The Grove in its woodland setting has been a passion of Lord Ashbrook for nearly 50 years.
It is peaceful place for a winter wander and leads directly to the Woodland Walk where you will find drifts of snowdrops in January and February.
Other narcissi and spring-flowering bulbs can be found throughout The Grove, which is one of the first parts of Arley to show signs of life each year.
There is a wide range of flowering shrubs and trees including varieties of oak, birch, magnolia, prunus, sorbus, malus, kalmia and hydrangea.
However, in Spring it is the 400 varieties of rhododendron that steal the show with a dazzling display of colour from whites, to pinks, yellows, reds and purples.
The collection has been one of Lord Ashbrook’s main contributions to Arley’s gardens, something he started around 50 years ago.
His passion for rhododendrons began in 1970 soon after his mother, Lady Ashbrook, consulted garden designer James Russell about changes to the estate’s gardens.
Russell spotted potential in an underdeveloped corner called The Grove and left a sketch on the back of an envelope detailing his vision for it.
“It sparked off something in my mind and within an hour I was down there clearing brambles and nettles,” said Lord Ashbrook.
“I suddenly became smitten with the idea of ornamental trees, shrubs and rhododendrons growing in this area and developing an interesting woodland walk.”

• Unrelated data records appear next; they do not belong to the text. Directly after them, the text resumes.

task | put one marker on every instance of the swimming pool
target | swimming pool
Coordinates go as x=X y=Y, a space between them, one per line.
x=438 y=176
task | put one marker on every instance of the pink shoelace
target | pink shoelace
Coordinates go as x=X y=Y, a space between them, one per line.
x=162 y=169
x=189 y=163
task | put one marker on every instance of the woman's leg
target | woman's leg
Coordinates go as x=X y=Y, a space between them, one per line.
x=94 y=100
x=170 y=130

Despite always having an interest in Arley’s gardens, and helping his mother when he was a boy, it was the first time he’d gardened properly.
It was the start of something big as The Grove became a passion for Lord Ashbrook and, when he moved to Arley in 1977, the development of the area gathered pace.
Many native trees were uprooted and beds were planted among areas of mown grass. By 1982 it was ready to be opened to the public.
The collection people see today is one of the finest in the North West.